For those countries with more than 12.9% of their population aged 70 or older, there is a weak positive correlation between the number of new cases per million people and the percentage of population vaccinated (r = 0.162, p < 0.001). This suggests that the more people vaccinated, the more people infected with covid-19! This seems highly unlikely, and I assume there is something else going on. If you look at the graphs, you can see that the data for the older countries is concentrated in the 0 - 10 % vaccinated region, suggesting not much vaccination has actually occured in these countries, and so perhaps we don't currently have enough data to be drawing proper conclusions, I would strongly suggest in this case that correlation does not equal causation!

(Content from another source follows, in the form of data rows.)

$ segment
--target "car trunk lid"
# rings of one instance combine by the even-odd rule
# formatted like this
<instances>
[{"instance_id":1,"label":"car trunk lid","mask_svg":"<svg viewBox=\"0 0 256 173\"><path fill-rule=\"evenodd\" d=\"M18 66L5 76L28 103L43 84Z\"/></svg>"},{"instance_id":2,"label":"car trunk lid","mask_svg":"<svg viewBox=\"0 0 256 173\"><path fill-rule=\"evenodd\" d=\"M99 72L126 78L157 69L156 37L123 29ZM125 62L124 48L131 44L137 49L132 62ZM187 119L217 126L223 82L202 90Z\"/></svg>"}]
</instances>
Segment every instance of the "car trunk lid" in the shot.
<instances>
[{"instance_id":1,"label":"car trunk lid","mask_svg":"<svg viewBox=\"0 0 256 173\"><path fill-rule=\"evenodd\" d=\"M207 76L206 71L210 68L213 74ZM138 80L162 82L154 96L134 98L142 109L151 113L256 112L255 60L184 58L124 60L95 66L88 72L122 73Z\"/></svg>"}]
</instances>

With that in mind, although the Pearson correlation test showed a stronger correlation in the older countries between the number of new deaths per million people and the percentage of population vaccinated (r = -0.196, p < 0.001) than in the younger countries (r = -0.106, p < 0.001), or overall (r = -0.138, p < 0.001), the issues stated above suggest we should interpret that with caution.